This is the first major deal in Tanzania’s natural-gas sector and it is expected to set the pace for similar transactions in the future.
Speaking regarding the deal, Ophir Chief Executive Nick Cooper said “The sale is consistent with our strategy of adding value in the exploration and appraisal phase.” The company announced in March that it was looking to bring in partners to its fields and has since received attention from several Chinese, Indian and Thai state-run companies that are eager to acquire long-term assets in natural-gas.
Ophir also revealed that it is in talks with Indian state-run gas company GAIL which is eager to acquire between 10 and 30 percent stake in five natural gas blocks on the Tanzanian coast. GAIL however declined to comment on the deal.

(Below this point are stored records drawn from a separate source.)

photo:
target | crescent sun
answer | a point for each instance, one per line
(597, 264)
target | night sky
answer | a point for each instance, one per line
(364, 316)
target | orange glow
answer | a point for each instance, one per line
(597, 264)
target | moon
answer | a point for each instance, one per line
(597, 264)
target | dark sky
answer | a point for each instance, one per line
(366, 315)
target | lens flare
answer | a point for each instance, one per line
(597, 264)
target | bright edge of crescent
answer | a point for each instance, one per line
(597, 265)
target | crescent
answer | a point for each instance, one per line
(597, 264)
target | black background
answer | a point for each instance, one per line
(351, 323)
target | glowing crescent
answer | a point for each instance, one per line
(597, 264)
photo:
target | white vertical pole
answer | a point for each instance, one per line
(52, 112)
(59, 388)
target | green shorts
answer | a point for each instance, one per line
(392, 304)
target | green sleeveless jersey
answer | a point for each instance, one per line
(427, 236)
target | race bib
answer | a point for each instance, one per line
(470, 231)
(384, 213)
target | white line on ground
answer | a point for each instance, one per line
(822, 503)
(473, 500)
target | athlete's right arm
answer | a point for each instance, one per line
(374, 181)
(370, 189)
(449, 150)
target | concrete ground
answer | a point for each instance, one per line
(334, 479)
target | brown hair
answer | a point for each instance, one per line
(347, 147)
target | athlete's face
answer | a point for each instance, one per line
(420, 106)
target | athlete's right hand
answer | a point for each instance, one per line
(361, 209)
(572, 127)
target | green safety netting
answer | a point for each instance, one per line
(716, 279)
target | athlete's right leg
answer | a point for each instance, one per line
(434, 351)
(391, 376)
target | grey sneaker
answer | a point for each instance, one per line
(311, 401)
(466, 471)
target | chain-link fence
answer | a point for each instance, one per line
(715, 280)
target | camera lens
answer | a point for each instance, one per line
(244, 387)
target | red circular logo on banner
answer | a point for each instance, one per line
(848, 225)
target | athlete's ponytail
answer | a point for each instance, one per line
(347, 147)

Ophir and partner BG Group hold 15 trillion cubic feet of gas in the Tanzanian coast. The two intend to construct a liquefied-natural-gas plant on the Tanzanian coast to ship the fuel to Asia at a cost of approximately $10 billion. Ophir is looking to bring in deep-pocketed partners to help finance this exploitation.
This deal is Pavilion Energy’s first overseas investment in upstream energy assets and is part of it’s parent company’s efforts to increase its holdings in the energy sector. “The natural-gas developments in Tanzania hold tremendous potential—not just for Pavilion Energy, but for Singapore and Asia,” Pavilion said regarding the deal. Singapore currently imports the bulk of its natural gas from neighbors Malaysia and Indonesia. About 85% of Singapore’s electricity is generated from gas.
Several Asian nations have acquired stakes worth billions of dollars in East Africa’s energy sector over the past 18 months. China National Petroleum Corp recently bought 20% of Italy’s Eni SpA’s license in Mozambique while India’s Oil & Natural Gas Corp purchased 10% of U.S. Company Anadarko Petroleum Corp’s Mozambique license.